Após o golpe de 1964, foi preso e, em 1967, mudou-se para o Rio de Janeiro. Em 1970, José Dalmo foi novamente preso pela repressão, torturado e mantido preso por seis meses, enquanto sua esposa também foi encarcerada.

Após a libertação, ele sofreu de depressão e delírios persecutórios, que o levaram a viver em constante busca por formas de fuga, acreditando que era perseguido a todo instante. Em 11 de fevereiro de 1971, ele se suicidou, jogando-se da janela de seu apartamento no Leblon, no Rio de Janeiro.
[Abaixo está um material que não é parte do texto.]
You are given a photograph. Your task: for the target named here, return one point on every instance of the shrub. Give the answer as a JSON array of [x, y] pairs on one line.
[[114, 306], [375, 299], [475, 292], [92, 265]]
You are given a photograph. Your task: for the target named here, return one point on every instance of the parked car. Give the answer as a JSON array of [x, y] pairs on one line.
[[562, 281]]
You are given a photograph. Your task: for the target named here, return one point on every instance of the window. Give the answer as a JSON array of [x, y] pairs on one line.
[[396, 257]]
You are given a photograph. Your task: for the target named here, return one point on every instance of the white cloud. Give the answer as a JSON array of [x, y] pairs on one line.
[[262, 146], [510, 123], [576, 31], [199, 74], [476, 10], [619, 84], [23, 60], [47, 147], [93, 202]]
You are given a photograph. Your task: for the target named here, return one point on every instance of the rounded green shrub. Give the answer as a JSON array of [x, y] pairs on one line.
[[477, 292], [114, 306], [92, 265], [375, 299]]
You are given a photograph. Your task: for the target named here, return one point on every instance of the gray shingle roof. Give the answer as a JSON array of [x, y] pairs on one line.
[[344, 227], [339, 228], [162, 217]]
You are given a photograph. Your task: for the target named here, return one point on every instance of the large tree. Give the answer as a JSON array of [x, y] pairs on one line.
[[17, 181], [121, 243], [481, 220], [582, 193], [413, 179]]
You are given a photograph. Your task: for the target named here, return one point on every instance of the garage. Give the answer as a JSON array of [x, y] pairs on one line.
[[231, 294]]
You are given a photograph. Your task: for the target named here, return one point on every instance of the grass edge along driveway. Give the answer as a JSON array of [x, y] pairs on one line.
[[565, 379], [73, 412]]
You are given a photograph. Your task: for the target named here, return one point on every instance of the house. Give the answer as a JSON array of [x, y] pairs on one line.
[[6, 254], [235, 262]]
Os restos mortais de José Dalmo Guimarães foram enterrados no cemitério São Francisco de Paulo, no Rio de Janeiro, RJ.

Luiz Almeida Araújo

Luiz Almeida Araújo nasceu em Anadia, interior de Alagoas, e se mudou para São Paulo em 1957, onde começou a trabalhar e a estudar. Segundo a biografia publicada no portal do Memorial da Resistência de São Paulo, ele iniciou sua militância no movimento estudantil e foi preso e torturado após o golpe de 1964.

No mesmo ano, viajou para o Chile, foi capturado ao retornar para o Brasil e, em 1966, começou o curso de Ciências Sociais na PUC-SP. Envolveu-se com a Ação Libertadora Nacional (ALN) e com o meio artístico, conhecendo a atriz Carmem Jacomini.

Em 1968, foi preso por sua ligação com um assalto da ALN e após ser liberado, viajou para Cuba e a ex-URSS para treinamento de guerrilha. Em 1970, voltou ao Brasil, tornou-se membro ativo da ALN e contribuiu com o jornal Venceremos.

Em 24 de junho de 1971, desapareceu enquanto transportava Paulo de Tarso Celestino, e sua mãe foi informada do desaparecimento dias depois. Após várias tentativas de encontrar informações, ela soube por depoimentos de presos que Luiz havia sido torturado no DOI-CODI/SP. Até hoje, Luiz Almeida Araújo permanece desaparecido.

Manoel Lisboa de Moura

Manoel Lisboa, era natural de Alagoas. De acordo com a biografia publicada no portal do Memorial da Resistência de São Paulo, ele iniciou sua militância no movimento estudantil e nos partidos comunistas, incluindo a fundação do Partido Comunista Revolucionário (PCR).

Após o golpe militar de 1964, foi perseguido e fugiu para Recife, depois para o Rio de Janeiro, onde foi expulso da universidade e teve seus direitos políticos cassados. Retornou a Alagoas em 1965, entregou-se à polícia e foi torturado, sendo condenado e vivendo na clandestinidade sob vários codinomes.

Tornou-se editor do jornal “A Luta”, veículo de imprensa que tinha o objetivo de denunciar os crimes cometidos pelos agentes da ditadura.

Manoel morreu em 4 de setembro de 1973, juntamente com Emmanuel Bezerra dos Santos, em decorrência de tortura. A versão oficial alegava um tiroteio, mas documentos confirmam que ambos foram presos e torturados no DOI-CODI, resultando em suas mortes. Eles foram enterrados como indigentes no Cemitério de Campo Grande, em São Paulo.